House Republicans say last year's budget proposal that cut the program's spending by 81 percent was a one-time deal because of forced automatic spending cuts from sequestration. Clean-energy advocates and Democrats said the move showed Republicans were beholden to fossil fuels.
Rep. Mike Simpson, R-Idaho, chairman of the House Appropriations Energy and Water Subcommittee, said those who read tea leaves on ARPA-E's future are better served looking at the $280 million it received for fiscal 2014, $15.5 million above enacted fiscal 2013, in the spending deal struck last month.
"We were marking up bills to numbers that were unrealistic, and we knew that when we were marking them up," Simpson said of the initial House Republican request to gut ARPA-E. "When we got the final [budget] numbers, we were able to put the funding where it needed to go."

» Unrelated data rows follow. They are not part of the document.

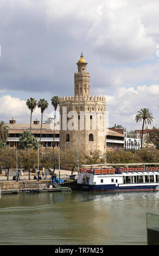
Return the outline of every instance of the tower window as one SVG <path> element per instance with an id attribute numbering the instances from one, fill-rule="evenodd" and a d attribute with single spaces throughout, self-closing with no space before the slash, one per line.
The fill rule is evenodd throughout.
<path id="1" fill-rule="evenodd" d="M 69 135 L 68 133 L 67 133 L 66 135 L 66 142 L 69 142 Z"/>
<path id="2" fill-rule="evenodd" d="M 89 135 L 89 141 L 93 141 L 93 135 L 92 133 Z"/>

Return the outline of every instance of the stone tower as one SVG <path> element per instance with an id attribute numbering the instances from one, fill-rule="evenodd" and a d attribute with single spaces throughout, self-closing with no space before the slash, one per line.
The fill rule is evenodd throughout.
<path id="1" fill-rule="evenodd" d="M 61 97 L 60 148 L 105 151 L 105 98 L 90 96 L 90 74 L 82 53 L 74 74 L 74 96 Z"/>

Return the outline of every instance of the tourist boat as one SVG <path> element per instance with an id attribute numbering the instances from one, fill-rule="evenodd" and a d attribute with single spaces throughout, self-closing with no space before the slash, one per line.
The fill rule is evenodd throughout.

ARPA-E aims to get certain technologies to market that the private sector deems too risky to undertake. It rewards companies that reach a metric — say, halving the density of lithium-ion batteries for electric vehicles — but does not prescribe a method for arriving at that point.
"We're standing today on the shoulders of those who invested in research that came before us, and there are some things that are so risky that the private sector never will undertake. And I think that's where it's appropriate for government to be involved," Rep. Alan Nunnelee, R-Miss., a member of the House Appropriations Energy and Water Subcommittee who said he supports ARPA-E, told the Washington Examiner.
Added Alexander: "Once Republicans learn about this, they usually like it. ... They're off to a very good start."
ARPA-E was created under former President George W. Bush's administration, though it didn't get any funding until Obama's tenure began in 2009.
It has spent $900 million on 362 projects in its five years. Of those projects, 22 have attracted $625 million in private-sector investment following an initial $95 million from the federal government. Another 24 started their own companies, and 16 others partnered with government agencies for further development.
Still, some conservatives feel the program is unnecessary. They contend the National Science Foundation and Energy Department-run national laboratories could do the work just as well, and that eliminating ARPA-E would shed administrative costs.
That will be a constant threat, especially in an era of fiscal tightening, for the relatively young program, said Eli Lehrer, president of the conservative R Street Institute.
"Age certainly affects it, because when you've been around a while, you've built a constituency," Lehrer told the Washington Examiner. "So zero-funding [the National Science Foundation], the national labs or DARPA is unthinkable. But ARPA-E gets talked about all the time."
But because both Simpson and Alexander are supporters, the program has influential Republican backers. The pair comprise the top Republicans on the spending subcommittees that oversee ARPA-E.
"Once people study it, it's hard to be against the cousin of a small entity [DARPA] that created GPS and the Internet," Alexander said. "If ARPA-E does one-tenth what DARPA did, then it will be well worth the taxpayers' investment."